An Aztec Tetrarchy

The 'Aztec Empire' was, in reality, an alliance of the city states of Tenochtitlan, Texcoco and Tlacopan, each of whose rulers had the title huetlatoani, meaning 'Eldar Speaker', often translated as Emperor. In the late-15th century, Tenochtitlan had become the pre-eminant player and its huetlatoani took the title huehuetlatoani, meaning 'Eldest Speaker' despite this, he was still theoretically primum inter pares.

My question is what it, either during the early days of the Triple Alliance or perhaps in its dying days, a more formal system of power allocation is created, with one 'Senior Emperor' and several 'Junior Emperors' and a system of apportioned spheres of decision-making (maybe by territory like Rome or by area of policy like the Athenian Archons).

Would this make the Triple Alliance more stable?

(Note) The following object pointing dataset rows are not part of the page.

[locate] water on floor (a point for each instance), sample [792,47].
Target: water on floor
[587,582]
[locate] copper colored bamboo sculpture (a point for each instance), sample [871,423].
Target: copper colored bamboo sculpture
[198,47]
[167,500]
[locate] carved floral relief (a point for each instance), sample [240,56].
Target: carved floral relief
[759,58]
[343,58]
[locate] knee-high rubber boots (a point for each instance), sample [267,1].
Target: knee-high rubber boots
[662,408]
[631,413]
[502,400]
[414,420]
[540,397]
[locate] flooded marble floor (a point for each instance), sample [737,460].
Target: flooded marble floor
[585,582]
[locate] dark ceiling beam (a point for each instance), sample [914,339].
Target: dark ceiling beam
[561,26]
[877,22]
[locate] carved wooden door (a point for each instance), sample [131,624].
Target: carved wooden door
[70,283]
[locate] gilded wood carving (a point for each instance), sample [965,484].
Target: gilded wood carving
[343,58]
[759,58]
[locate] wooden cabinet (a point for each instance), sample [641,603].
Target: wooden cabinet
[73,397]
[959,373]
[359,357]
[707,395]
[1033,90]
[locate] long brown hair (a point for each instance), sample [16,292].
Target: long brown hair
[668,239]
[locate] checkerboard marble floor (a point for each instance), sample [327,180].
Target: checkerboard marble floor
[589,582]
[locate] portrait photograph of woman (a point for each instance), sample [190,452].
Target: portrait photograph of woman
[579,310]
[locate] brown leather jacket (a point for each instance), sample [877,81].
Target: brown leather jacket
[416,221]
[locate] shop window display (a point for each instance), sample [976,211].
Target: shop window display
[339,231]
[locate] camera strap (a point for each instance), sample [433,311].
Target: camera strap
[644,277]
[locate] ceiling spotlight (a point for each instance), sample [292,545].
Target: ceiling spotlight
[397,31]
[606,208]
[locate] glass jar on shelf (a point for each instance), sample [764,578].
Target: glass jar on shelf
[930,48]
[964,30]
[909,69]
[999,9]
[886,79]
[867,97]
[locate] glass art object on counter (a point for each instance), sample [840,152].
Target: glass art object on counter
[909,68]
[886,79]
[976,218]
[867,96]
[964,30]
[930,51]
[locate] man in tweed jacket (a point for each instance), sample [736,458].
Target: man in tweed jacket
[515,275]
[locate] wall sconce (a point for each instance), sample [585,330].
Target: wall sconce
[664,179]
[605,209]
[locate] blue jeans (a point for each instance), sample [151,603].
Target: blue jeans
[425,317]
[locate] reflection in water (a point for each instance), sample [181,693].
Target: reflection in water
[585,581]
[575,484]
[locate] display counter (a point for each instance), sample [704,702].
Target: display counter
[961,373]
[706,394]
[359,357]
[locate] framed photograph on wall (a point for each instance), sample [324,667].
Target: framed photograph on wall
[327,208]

Hell, if it was better run could it actually survive a bit longer, in one form or another?
 
The problem is, the *Tetrarchy* still won't incorporate the various vassal states like Tlaxcala, which can be raided for sacrifices and tribute. That entire system - keeping weaker enemy nations alive for sport - is very dangerous. Certainly it's what gave Cortez the numbers to conquer the Empire. Even if you're butterflying European discovery for a few generations, they're a natural fifth column if any local enemy like the Tarascans gets powerful enough.